Happy Talk Is Not An Effective Management Approach
First Data reported a common theme in interviews with project staff “was that both Rocky King and Carolyn Lawson were perceived as supremely confident. The interviews also confirmed that the overly optimistic schedule/scope projections were based on continued trust in Oracle and the HIX-IT leadership (Rocky King, Carolyn Lawson, and Bruce Goldberg), despite repeatedly missed deadlines.” Only very late in the process, in August and September, did any of these leaders acknowledge that the initial launch of the website on Oct. 1 would be incomplete, serving only insurance agents and other intermediaries. Even then, they characterized it as a “staged rollout” of a project that was essentially still on track. Oregon Health Insurance Exchange Failure: Blame Runs Deep, March 21, 2014, InformationWeek HealthCare.
Yes, the product manager said, the last phase of the project was incrementally rolling out updates to our new product on this new product line. Yes, this is how we planned it. Yes, everyone should be doing it this way.
The product manager sent me a link to his project manager’s Microsoft Project Plan. I was told that I should use this plan to structure my own plan to do the same thing with our product. What the product owner didn’t realize is that his project manager had archived all the changes to the project plan. Yes, I could see the latest plan and how it showed they were only taking about 12 months to roll out a new product where the rest of us took about 18 months.

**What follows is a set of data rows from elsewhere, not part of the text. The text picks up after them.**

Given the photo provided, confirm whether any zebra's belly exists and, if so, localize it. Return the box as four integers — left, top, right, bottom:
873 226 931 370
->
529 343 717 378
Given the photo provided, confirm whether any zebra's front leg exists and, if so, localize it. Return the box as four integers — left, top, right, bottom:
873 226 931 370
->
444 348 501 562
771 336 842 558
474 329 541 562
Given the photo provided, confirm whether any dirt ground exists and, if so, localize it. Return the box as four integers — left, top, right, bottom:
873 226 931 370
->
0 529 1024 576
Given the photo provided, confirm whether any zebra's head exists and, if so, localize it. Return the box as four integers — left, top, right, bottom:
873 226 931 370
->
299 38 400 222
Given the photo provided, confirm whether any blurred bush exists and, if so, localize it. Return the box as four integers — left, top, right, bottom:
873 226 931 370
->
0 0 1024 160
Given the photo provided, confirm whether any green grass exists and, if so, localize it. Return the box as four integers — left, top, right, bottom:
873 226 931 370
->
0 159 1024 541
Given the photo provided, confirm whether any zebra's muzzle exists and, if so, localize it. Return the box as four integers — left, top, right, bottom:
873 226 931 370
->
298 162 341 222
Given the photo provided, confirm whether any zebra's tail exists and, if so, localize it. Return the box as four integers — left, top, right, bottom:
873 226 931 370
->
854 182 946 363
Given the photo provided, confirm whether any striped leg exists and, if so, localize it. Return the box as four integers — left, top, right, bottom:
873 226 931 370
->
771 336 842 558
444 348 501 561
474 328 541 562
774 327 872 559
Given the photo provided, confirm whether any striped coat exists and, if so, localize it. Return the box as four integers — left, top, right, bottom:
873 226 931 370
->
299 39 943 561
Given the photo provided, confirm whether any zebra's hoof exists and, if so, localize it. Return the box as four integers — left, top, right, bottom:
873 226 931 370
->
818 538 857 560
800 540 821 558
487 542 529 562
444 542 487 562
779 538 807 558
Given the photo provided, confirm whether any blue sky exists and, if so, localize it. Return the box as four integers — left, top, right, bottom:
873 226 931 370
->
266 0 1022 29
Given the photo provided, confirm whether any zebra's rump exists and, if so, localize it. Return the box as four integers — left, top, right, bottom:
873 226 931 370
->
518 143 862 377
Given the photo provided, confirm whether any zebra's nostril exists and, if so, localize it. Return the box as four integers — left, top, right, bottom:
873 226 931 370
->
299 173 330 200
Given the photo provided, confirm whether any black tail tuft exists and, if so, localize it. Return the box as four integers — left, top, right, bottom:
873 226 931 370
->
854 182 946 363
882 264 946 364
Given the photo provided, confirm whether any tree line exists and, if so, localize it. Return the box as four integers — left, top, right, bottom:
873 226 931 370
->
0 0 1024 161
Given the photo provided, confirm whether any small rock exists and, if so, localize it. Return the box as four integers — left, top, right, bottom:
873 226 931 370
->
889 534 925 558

However, the archived plans were more interesting. I went back to the earlier plans and made some discoveries. The original plan was for 12 months, but that was about 18 months ago now. With each update of the plan, the milestones were pushed out as they were not being met. Pretty soon there was nothing but unspecified functionality deliveries every few weeks aligned with test resources. The “front end” of the updated plans were changed to look like the functionality that was only now being completed was completed earlier and they were just in a final debugging phase. In fact they were often finally finishing up software that was needed earlier but was still incomplete. Their plan was not a plan. It was just a document that looked like it could be their plan and filled in as a cover for the chaos that was going on behind the curtains.
See also Chaos report.
We too often see assertions of things going well, even as we clearly see evidence that they are not going well at all. We don’t want to believe that we have a failure in the making, so we are more than happy to hear someone else claim that all is well. Once we blow past the final completion date we often hear optimistically how it will just be “just one more week.” Of course since completion is still months away then every individual issue that exists is the “reason” we are not done and we can always find someone or some team that owns that issue and point to them as the problem. See, they say, it is not my fault. My plan was perfect. It is just all those people doing the work that keep making mistakes!
See Its the Project Schedule Stupid
Often those folks “happy talking” are our senior staff. They clearly know what they are doing because, well, they got promoted or hired to their positions. They have to be competent and have to know what is really going on, don’t they? No, unfortunately. As I use to say in the Air Force, if something has gone wrong, and we only put our “best and brightest in command” then clearly the problem will be with one of our best and brightest. That statement always startled people because everyone just knew that it is the individual workers who make all the mistakes, not leadership!
To see why, Successful Managers without Successful projects.
If we are not achieving our plan, and we need to constantly update it, then the odds are we’ve either over-detailed the plan or else we are simply not going to make it. I recall when a corporate VP, when we reported that we would be late and needed to officially slip the schedule, just told us to “keep going, we’ll see what happens.” We of course delivered late (we always delivered late).
We, and senior managers, must have the data and evidence to demonstrate that we are on track. Just listening to the talk and the excuses doesn’t constitute a plan or valid status. The only successful senior managers I’ve seen doing this “happy talk” are the ones that jump ship and move to another job on the strength of their claimed great but incomplete project that ultimately fails.
Is your status based upon objective evidence or laced with happy talk to cover the growing crisis?